¿Te worried about how HMRC will tax crypto staking rewards? Confusion over timing, valuation and whether it counts as income or capital gains is common. This guide explains Tax on Crypto Staking in the UK in clear, practical steps: who is liable, when tax arises, how to value rewards, examples for custodial versus self-custody staking, and the exact reporting required under self-assessment.
Key takeaways are presented first so the main answers appear within seconds, then the article expands into technical detail, worked examples and a reporting checklist.
Key takeaways: what to know in one minute
- Staking rewards are typically taxable as income when they are received or become available, taxed at income tax rates and subject to National Insurance where applicable.
- Disposal of staked assets can trigger capital gains tax (CGT): when a staked token is sold, exchanged or spent, CGT rules apply to any gain. Timing matters for both income and CGT events.
- Custodial vs self-custody matters for record-keeping and evidence, HMRC expects the taxpayer to demonstrate receipt dates and values even if an exchange holds the assets.
- For expats, residence and remittance basis change the position: non-UK resident status, split-year treatment and double taxation agreements all affect whether staking income is taxable in the UK.
- Report staking on a self-assessment tax return: include income on the employment/self-employed/fits-other-income sections as appropriate and record disposals for CGT. Missing reporting can lead to penalties and interest.
When crypto income becomes taxable in the UK
Staking rewards generally create an income tax event when the taxpayer obtains an unconditional right to the reward. HMRC guidance treats many staking schemes as producing income rather than capital receipts. The key points are:
- Date of receipt: tax arises when the reward is received, credited or becomes available for use. If rewards are automatically credited to a wallet, that timestamp is likely the taxable moment.
- Valuation: the sterling value at the time of receipt is the taxable amount. Use a reliable exchange price at the exact timestamp or a consistent reputable source. HMRC requires a reasonable method; document the chosen exchange and timestamp.
- Frequency: regular staking distributions are treated like periodic income (similar to interest or dividends) and taxed in the year of receipt.

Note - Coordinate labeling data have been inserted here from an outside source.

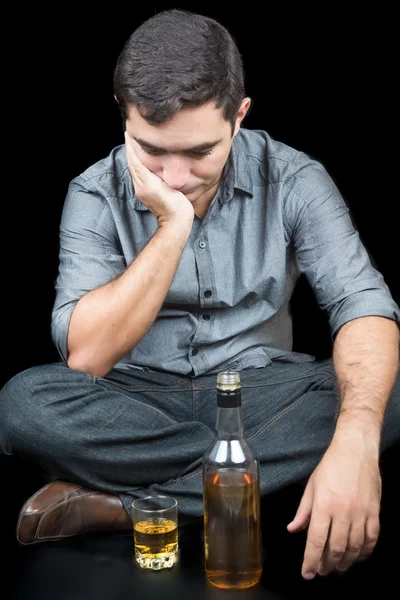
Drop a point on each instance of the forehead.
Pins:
(200, 124)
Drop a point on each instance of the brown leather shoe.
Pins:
(62, 509)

- If rewards are auto-reinvested or compound: each new reward credited is an income event. When rewards are sold later, any gain or loss from the disposal is a CGT event measured from the reward's sterling value at receipt.

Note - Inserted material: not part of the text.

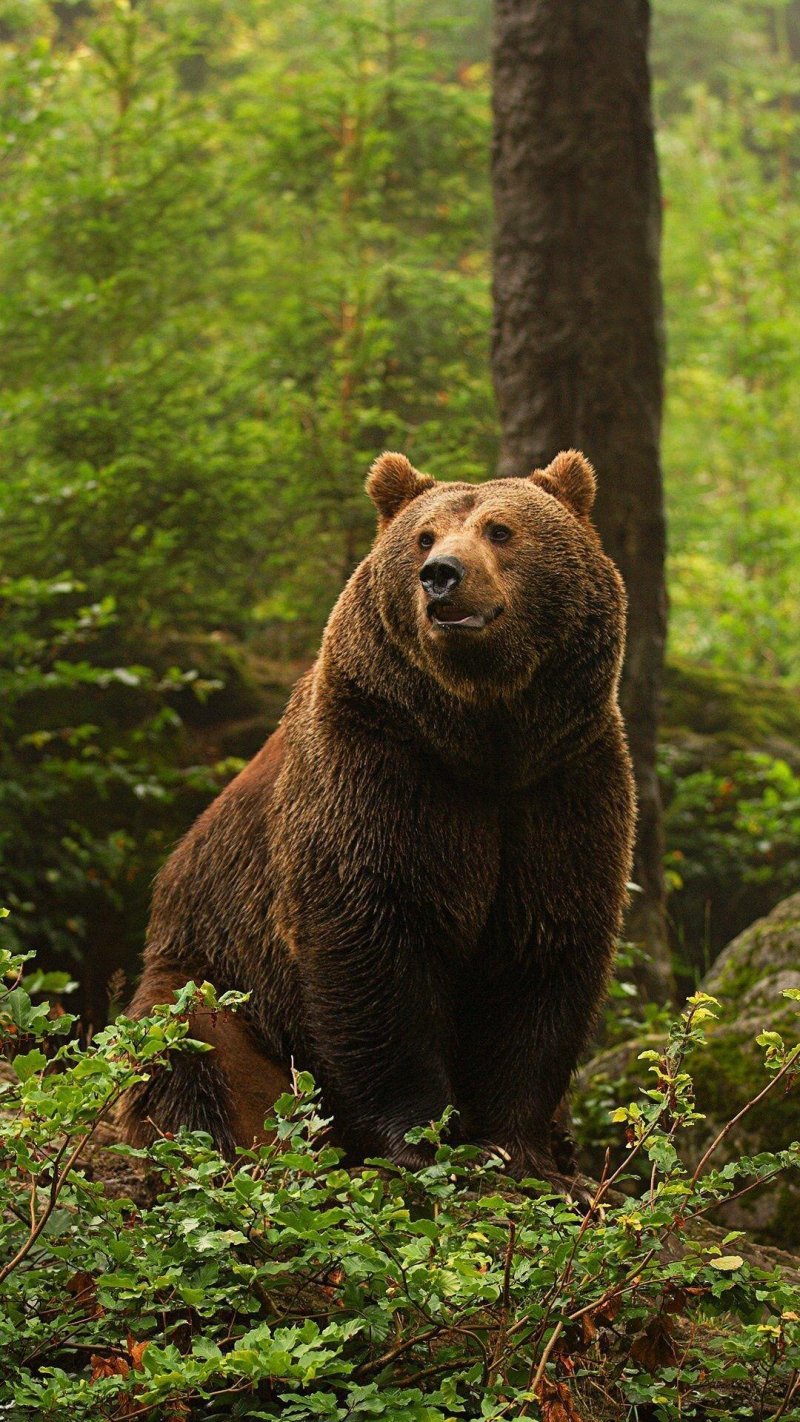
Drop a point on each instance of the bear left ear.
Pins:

Refer to HMRC guidance: Tax on cryptoassets (HMRC) and the internal crypto manual: HMRC cryptoassets manual.
Examples: income timing and valuation
- If 2 XYZ tokens are credited on 10 March and the market price at that time is £150 per token, the income is £300 on 10 March. That becomes the acquisition cost for CGT when those tokens are later sold.
- If rewards are locked and only accessible later, the taxable moment may be when they become available, not when earned. Documentation of lock-up terms is essential.

Tax treatment of staking, airdrops and mining: where staking sits
HMRC separates receipt-of-assets events from disposals. Staking, airdrops and mining can be similar but differ in likely tax character:
- Staking rewards: usually taxed as income on receipt and as capital on disposal. Income equals sterling value at receipt. Disposal CGT uses that value as the base cost.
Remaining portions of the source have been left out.